Несколько раз я сталкивался с трудами, несущими на себе отпечаток игры ума гениального ученого, который конструирует картину, представляющуюся ему, надо полагать, отражением объективно существовавшего мира прошлого. Это построение в определенном смысле продуктивно, потому что будит мысль, вызывает на спор и заставляет осмыслить новые проблемы или заново подойти к тем, что казались решенными, ясными.
К такого рода книгам я отношу труд Бахтина и по меньшей мере еще две книги. Меня, молодого скандинависта, в свое время поразила одна книга, вышедшая задолго до того, как возникли ростки Школы «Анналов». Это труд замечательного датского историка Вильгельма Грёнбека «Наш народ в древности» (в немецком переводе — «Культура германцев»), вышедший в 1908–1912 годах. Следы его огромного влияния можно невооруженным глазом обнаружить во всех моих скандинавистских работах и работах по народной культуре. Вот и сейчас мой юный коллега читает мне ее, я возвращаюсь к ней в третий или четвертый раз.

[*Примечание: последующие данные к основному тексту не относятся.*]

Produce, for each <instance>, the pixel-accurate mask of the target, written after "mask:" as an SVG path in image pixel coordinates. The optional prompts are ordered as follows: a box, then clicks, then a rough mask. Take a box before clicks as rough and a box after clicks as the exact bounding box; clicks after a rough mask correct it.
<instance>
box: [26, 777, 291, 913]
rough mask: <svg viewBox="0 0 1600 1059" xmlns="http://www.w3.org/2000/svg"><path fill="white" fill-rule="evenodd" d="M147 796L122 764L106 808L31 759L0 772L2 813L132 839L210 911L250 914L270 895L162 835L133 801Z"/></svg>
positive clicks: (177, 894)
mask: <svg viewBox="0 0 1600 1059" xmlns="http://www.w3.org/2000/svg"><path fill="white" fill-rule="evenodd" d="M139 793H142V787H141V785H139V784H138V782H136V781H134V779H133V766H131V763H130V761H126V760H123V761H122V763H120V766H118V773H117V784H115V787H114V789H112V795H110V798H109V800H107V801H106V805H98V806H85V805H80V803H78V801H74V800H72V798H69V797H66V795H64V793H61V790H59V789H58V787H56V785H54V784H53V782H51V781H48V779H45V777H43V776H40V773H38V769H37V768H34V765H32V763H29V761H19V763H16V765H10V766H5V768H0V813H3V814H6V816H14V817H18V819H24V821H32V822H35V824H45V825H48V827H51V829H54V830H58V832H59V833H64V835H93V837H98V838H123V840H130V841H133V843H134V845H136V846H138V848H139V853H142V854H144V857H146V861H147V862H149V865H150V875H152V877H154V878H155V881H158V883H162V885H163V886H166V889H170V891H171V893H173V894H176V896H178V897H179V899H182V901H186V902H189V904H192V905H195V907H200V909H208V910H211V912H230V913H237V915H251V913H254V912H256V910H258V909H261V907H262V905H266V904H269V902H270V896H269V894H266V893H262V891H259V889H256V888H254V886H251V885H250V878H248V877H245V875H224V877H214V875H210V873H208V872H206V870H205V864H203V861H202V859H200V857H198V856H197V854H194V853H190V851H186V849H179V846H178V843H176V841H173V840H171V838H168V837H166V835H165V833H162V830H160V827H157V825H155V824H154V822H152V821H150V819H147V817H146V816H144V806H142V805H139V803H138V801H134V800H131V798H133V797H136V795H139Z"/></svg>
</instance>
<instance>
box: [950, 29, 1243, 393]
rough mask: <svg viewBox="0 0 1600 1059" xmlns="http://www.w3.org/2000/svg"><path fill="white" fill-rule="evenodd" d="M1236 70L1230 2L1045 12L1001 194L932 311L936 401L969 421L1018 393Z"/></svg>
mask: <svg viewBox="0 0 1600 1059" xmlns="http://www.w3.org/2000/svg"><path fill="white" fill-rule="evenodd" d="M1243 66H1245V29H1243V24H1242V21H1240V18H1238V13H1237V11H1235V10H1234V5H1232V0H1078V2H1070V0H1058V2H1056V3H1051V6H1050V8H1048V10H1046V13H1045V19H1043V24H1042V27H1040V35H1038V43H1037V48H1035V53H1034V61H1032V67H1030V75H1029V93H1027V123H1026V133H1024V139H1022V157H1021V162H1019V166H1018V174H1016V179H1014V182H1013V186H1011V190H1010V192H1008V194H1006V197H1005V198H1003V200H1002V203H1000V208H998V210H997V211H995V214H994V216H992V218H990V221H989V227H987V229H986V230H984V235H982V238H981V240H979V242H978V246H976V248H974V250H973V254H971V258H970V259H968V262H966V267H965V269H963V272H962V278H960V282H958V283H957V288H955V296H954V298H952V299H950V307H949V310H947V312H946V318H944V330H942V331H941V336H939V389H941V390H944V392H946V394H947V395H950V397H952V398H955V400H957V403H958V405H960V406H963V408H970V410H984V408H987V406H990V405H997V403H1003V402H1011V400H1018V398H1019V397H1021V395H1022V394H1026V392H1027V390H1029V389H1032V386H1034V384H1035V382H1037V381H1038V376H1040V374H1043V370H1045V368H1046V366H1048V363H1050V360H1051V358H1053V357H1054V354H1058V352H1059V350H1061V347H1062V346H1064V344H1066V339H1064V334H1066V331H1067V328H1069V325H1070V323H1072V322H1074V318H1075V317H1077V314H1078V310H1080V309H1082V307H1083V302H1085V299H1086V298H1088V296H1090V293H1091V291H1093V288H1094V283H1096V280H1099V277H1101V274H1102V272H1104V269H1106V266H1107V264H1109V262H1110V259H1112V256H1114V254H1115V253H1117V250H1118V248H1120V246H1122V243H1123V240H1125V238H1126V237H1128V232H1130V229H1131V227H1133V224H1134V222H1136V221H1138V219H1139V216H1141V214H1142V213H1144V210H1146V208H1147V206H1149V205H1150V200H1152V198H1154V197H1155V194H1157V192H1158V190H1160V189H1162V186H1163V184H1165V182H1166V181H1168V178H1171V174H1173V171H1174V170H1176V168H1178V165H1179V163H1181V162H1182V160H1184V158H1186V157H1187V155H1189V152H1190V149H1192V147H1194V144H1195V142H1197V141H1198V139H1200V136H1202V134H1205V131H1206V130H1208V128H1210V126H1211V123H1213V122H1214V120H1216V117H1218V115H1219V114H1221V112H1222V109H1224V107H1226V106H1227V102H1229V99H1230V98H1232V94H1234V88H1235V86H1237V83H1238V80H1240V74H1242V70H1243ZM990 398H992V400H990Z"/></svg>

У Грёнбека были, конечно, некоторые издержки, рожденные тем временем, когда он эту работу создавал. Один из главных тезисов его труда — идея господства родового строя и родового коллективного сознания, растворяющего в себе индивидуальность человека, — не выдержала критики современных исследователей, и я принадлежу к числу тех, кто с ним не согласен.